Publié le 20/10/2021
Contrôle de la rémunération de l’intérim médical : le gouvernement vacille

Paris, le mercredi 20 octobre 2021
– Le coût de l’intérim médical pour les établissements hospitaliers constitue une préoccupation pour les pouvoirs publics depuis de longues années. Déjà en 2013, un certain Olivier Véran, alors député (socialiste), avait consacré un rapport à ce sujet, et estimait que la dépense par un an s’élevait à 500 millions d’euros. Pour limiter ce phénomène, des mesures ont été prises destinées à plafonner les rémunérations de ces praticiens.
Une loi difficile à appliquer
Ainsi, une loi adoptée sous l’égide de Marisol Touraine en 2016 a limité à 1170,04 euros le salaire brut maximum pour une journée de vingt-quatre heures de travail effectif à partir de 2020 contre 1 404,05 euros (le premier plafond) en 2018. Cependant, cette disposition est dans les faits diversement appliquée. D’abord, faisant fi des remontrances du ministre de la Santé de l’époque, Agnès Buzyn, les associations de médecins intérimaires ont constitué des « listes noires » des établissements appliquant les plafonds. Ensuite, certains hôpitaux n’ont pu qu’aller au-delà des règles, face à la difficulté de maintenir le fonctionnement de leurs services sans avoir recours à l’intérim, même très coûteux. En effet, le taux de vacance des postes de praticiens hospitaliers à temps plein atteignait 29,1 % début 2019.
Un contrôle renforcé
Constatant les nombreux manquements, le gouvernement a fait adopter dans le cadre de la loi Rist une nouvelle disposition qui prévoit que le comptable public rejette systématiquement le paiement d’une rémunération dépassant le plafond. Par ailleurs, toute irrégularité conduit à la transmission d’un avertissement au directeur de l’agence régionale de santé en raison d’un « acte juridique irrégulier ». Le signalement entraîne un recours devant le tribunal administratif. Cette mécanique doit théoriquement entrer en vigueur le 27 octobre.

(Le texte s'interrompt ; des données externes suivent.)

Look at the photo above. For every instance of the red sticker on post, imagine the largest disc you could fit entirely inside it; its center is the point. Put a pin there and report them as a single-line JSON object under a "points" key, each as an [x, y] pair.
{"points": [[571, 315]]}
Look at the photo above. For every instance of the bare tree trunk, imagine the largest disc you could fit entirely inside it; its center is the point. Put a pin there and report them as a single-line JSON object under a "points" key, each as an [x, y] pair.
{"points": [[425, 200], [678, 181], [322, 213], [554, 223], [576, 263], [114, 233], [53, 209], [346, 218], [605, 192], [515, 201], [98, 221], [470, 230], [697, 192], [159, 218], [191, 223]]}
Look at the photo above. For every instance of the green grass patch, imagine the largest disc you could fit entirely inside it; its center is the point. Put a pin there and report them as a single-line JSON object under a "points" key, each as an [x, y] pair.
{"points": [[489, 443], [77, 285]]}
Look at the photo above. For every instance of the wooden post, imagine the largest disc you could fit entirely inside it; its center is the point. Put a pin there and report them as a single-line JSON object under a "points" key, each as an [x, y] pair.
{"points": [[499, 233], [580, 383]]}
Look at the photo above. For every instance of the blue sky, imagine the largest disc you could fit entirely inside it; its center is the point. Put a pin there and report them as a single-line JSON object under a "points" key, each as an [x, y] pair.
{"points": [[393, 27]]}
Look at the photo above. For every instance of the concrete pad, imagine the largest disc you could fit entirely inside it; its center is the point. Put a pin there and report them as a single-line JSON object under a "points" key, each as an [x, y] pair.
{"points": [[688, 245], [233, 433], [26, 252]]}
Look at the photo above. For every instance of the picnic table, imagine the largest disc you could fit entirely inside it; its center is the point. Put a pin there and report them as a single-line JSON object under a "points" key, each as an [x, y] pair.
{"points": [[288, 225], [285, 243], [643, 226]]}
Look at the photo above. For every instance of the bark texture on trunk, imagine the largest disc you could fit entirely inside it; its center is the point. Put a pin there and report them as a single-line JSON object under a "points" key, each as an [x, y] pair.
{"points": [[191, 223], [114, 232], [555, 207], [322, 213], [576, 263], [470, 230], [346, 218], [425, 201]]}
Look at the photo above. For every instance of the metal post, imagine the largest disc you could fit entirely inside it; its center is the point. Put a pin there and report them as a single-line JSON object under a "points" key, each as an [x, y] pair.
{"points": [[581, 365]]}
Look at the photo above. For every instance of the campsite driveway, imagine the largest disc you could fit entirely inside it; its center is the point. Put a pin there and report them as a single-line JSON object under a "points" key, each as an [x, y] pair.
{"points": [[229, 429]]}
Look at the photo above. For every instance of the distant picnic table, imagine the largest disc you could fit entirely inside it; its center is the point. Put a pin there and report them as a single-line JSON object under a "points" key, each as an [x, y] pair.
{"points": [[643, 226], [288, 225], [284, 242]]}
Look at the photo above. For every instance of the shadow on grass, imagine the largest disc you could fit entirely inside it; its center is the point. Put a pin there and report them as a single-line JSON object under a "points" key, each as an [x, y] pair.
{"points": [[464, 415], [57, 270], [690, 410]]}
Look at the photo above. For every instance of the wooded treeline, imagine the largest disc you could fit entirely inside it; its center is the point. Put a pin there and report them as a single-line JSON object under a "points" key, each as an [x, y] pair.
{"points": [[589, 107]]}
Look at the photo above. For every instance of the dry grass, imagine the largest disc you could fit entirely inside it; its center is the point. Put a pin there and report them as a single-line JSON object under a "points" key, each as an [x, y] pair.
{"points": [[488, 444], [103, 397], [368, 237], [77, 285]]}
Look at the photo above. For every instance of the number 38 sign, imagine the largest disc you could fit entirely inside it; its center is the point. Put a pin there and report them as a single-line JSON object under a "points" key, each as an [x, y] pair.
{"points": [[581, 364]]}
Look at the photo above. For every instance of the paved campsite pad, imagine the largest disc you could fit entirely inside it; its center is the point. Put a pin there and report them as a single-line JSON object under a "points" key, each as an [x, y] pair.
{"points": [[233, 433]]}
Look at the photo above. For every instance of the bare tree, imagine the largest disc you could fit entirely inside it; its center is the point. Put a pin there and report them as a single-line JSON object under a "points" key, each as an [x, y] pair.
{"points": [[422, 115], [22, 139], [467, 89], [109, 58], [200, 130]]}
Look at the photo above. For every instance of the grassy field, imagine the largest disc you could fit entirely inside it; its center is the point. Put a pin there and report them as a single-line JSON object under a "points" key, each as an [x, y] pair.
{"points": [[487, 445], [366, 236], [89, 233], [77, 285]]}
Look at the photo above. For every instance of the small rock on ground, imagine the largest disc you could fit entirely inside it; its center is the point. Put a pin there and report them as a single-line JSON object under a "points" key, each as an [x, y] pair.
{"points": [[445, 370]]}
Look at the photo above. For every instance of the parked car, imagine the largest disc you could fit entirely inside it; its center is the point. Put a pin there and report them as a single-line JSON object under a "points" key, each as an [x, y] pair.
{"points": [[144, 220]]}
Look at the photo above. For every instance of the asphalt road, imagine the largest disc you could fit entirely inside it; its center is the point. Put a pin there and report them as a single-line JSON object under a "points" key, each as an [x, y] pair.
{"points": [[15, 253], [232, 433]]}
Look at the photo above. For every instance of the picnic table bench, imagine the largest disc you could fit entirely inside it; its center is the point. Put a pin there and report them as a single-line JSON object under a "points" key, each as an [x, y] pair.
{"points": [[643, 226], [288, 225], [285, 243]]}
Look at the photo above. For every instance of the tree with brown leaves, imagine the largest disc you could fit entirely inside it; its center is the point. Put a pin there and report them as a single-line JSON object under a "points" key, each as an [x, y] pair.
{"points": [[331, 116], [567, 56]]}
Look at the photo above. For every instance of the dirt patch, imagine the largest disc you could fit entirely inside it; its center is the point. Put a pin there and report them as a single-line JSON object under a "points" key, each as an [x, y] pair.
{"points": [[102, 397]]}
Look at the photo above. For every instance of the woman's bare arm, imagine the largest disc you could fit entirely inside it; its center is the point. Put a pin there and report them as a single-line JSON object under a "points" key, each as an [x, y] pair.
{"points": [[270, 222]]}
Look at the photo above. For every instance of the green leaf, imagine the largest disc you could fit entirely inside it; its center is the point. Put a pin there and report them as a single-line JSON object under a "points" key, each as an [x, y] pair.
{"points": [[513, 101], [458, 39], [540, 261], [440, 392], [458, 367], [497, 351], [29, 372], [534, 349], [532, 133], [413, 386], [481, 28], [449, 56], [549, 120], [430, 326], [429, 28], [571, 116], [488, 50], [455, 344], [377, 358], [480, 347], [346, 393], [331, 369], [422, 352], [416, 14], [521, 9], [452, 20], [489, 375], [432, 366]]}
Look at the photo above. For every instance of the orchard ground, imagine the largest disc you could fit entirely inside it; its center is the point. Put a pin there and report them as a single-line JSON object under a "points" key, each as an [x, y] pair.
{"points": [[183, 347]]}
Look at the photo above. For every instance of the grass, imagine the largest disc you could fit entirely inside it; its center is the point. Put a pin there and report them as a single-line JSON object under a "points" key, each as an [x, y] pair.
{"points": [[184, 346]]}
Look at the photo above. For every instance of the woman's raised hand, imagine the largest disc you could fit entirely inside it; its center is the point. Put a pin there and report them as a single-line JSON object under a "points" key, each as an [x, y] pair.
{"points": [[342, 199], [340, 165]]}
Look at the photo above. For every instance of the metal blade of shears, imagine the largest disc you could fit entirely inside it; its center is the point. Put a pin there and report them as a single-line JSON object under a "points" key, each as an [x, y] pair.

La France hospitalière a peur
L’approche de cette date a plongé dans une véritable panique un grand nombre de petits centres hospitaliers et les témoignages de désarroi de directeurs d’hôpitaux et d’élus se multiplient. A Paray-le-Monial, un chef de service de l’hôpital raconte ainsi dans Libération : « On a commencé à respecter le plafond légal de rémunération des médecins intérimaires depuis fin juillet à la demande du directeur du Groupement hospitalier de territoire de Mâcon. On a donc informé nos intervenants qu’on baissait leur rémunération de 30 %. Résultat : les médecins qui avaient signé un contrat sont allés au bout de leur mission, mais tous les autres se sont désistés. En l’espace de deux mois, on a perdu 60 % de nos effectifs en cardiologie, 30 % en pédiatrie, près de la moitié aux urgences. On a reçu un peu d’aide des établissements voisins, et les praticiens statutaires empilent les heures sup. Mais on est sur une corde raide. La situation est d’une extrême gravité ». Paray-le-Monial est très loin d’être un cas isolé. Il y a quelques jours, la présidente du conseil de surveillance du centre hospitalier de Château-Chinon et maire de la ville a lancé un « cri d’alarme » à l’intention d’Olivier Véran. Elle assure que l’activité de l’Unité d’accueil des premiers soins et des services de médecine et de Soins de suite et de réadaptation pourrait être profondément perturbée dès le début du mois de novembre. Nous avons par ailleurs déjà évoqué dans ces colonnes les perturbations chroniques de l’hôpital de Bourges qui seront inévitablement aggravées par la restriction de l’intérim. Partout en France, l’inquiétude monte, qu’il s’agisse de Dax, Pontivy ou encore Falaise et de bien d’autres localités.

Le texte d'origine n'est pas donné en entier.